Everyone makes mistakes, but trying to write correct code is important. You have to be conscious of the consequences of what you write. You shouldn't rely on non-fixed-width types having specific lengths or on signed integer overflow, unless your code guarantees that things will work (preprocessor/static_assert checks against standard/compiler-specific properties). The worst offenders I see often is violating aliasing rules, especially in ways that could cause alignment issues.
In C, function isn't an object, you can't convert a function pointer as a void pointer and back, and use it. Yet I've seen that done many times, and it's probably safe on things that act as if they have a von Neumann architecture.

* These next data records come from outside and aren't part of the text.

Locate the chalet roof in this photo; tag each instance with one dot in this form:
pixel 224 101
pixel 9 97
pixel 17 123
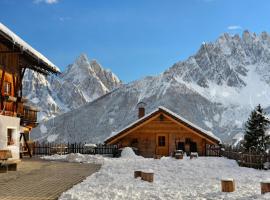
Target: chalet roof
pixel 177 117
pixel 9 35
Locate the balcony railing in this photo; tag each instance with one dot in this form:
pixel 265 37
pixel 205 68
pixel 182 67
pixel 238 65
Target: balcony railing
pixel 16 108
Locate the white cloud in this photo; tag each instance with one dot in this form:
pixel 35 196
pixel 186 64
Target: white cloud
pixel 234 27
pixel 46 1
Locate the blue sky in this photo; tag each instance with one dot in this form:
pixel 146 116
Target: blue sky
pixel 134 38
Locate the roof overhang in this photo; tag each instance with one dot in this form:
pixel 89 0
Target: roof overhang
pixel 19 46
pixel 178 119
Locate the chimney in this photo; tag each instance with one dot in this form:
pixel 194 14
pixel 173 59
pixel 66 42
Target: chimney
pixel 141 109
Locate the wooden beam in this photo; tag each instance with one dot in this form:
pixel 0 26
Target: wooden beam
pixel 19 87
pixel 10 52
pixel 1 85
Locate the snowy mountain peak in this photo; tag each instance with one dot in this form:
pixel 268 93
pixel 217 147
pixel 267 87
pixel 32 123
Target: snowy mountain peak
pixel 82 82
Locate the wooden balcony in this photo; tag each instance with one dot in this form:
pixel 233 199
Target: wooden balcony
pixel 29 116
pixel 17 108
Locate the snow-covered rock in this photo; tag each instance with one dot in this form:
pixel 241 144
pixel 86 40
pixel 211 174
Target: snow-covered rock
pixel 81 82
pixel 128 152
pixel 215 89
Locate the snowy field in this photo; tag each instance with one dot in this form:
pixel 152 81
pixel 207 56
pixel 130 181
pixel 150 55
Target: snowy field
pixel 174 179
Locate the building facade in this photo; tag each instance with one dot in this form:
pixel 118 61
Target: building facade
pixel 17 118
pixel 162 132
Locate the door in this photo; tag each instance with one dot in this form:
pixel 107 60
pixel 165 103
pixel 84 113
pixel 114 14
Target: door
pixel 162 147
pixel 181 146
pixel 193 147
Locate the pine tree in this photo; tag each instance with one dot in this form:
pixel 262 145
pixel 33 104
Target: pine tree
pixel 255 138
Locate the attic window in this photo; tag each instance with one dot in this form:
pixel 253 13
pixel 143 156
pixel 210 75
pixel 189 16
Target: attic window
pixel 7 88
pixel 161 141
pixel 10 136
pixel 161 117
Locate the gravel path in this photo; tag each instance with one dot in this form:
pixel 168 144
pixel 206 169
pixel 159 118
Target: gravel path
pixel 38 179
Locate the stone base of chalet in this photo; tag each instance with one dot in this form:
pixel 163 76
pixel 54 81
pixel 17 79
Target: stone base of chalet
pixel 145 176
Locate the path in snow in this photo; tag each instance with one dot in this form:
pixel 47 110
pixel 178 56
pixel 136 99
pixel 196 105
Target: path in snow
pixel 174 179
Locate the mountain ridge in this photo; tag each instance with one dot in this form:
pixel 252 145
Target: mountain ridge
pixel 215 88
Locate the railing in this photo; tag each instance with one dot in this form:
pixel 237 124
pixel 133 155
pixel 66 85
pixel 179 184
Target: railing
pixel 247 159
pixel 29 115
pixel 53 148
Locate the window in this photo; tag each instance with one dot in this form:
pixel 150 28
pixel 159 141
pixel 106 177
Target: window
pixel 10 140
pixel 7 88
pixel 161 141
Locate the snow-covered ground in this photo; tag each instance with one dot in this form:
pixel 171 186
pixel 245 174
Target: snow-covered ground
pixel 173 179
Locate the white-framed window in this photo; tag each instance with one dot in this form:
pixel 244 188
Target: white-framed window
pixel 7 88
pixel 11 136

If I'm relying on implementation-dependent functionality, I try to make it so that whatever it is will fail to compile instead of having incorrect behaviour.

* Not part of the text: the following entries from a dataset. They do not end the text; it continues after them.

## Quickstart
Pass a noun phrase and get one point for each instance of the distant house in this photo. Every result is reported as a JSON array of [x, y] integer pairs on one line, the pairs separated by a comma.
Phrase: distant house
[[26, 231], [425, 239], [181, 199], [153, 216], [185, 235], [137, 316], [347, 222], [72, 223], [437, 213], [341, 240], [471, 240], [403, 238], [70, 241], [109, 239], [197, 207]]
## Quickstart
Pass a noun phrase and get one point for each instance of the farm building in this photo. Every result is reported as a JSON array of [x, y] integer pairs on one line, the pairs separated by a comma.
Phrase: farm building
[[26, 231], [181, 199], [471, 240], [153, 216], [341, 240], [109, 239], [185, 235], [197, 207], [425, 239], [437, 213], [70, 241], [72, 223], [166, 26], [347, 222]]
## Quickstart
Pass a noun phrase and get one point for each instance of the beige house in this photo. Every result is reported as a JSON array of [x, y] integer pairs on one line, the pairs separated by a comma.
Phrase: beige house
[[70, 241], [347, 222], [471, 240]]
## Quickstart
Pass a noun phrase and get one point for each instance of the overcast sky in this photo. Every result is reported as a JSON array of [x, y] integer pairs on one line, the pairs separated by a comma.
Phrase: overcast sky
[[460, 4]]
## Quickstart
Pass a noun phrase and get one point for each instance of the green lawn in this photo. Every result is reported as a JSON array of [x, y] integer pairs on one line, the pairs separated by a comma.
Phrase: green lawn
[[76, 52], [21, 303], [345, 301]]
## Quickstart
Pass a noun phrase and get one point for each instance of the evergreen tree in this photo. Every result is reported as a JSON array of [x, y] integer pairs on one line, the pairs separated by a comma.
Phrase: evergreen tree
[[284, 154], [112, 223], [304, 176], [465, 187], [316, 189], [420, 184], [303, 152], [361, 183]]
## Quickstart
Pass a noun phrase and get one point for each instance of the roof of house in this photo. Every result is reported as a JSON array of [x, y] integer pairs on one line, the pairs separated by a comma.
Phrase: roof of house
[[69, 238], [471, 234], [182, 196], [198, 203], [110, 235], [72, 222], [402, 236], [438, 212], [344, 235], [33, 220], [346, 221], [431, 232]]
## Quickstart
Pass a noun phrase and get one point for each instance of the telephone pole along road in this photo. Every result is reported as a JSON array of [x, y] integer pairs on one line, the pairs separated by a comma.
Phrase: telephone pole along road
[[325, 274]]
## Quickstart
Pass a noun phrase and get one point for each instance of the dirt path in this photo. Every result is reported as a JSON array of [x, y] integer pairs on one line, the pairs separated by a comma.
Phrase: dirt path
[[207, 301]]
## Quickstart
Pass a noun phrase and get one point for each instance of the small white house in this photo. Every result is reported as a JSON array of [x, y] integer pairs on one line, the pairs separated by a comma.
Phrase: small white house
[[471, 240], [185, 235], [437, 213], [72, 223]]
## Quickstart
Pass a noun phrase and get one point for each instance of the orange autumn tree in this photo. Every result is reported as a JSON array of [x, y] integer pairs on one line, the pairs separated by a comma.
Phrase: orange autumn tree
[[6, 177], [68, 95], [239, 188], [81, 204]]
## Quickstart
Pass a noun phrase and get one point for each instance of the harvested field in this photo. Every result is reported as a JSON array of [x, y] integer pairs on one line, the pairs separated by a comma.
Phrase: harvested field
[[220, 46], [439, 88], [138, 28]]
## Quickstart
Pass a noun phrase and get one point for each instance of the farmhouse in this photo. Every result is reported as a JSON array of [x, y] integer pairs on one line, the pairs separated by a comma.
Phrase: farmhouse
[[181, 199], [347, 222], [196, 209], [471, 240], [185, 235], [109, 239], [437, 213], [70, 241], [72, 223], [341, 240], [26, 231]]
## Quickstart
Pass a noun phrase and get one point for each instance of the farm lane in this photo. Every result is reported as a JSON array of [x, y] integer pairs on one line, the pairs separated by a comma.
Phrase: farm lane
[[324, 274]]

Better than you being aware, make sure your build system is aware - for example, compile your code with the maximum level of warnings and errors turned on, and don't commit it until you have resolved them all.
+1. Yet this should be done from the very start of the project.
Too often projects start in a permissive way, and then get released. At that point switching to strict way may become an unsurmountable task practically or politically.
In C, function isn't an object, you can't convert a function pointer as a void pointer and back, and use it. Yet I've seen that done many times, and it's probably safe on things that act as if they have a von Neumann architecture.
If I'm relying on implementation-dependent functionality, I try to make it so that whatever it is will fail to compile instead of having incorrect behaviour.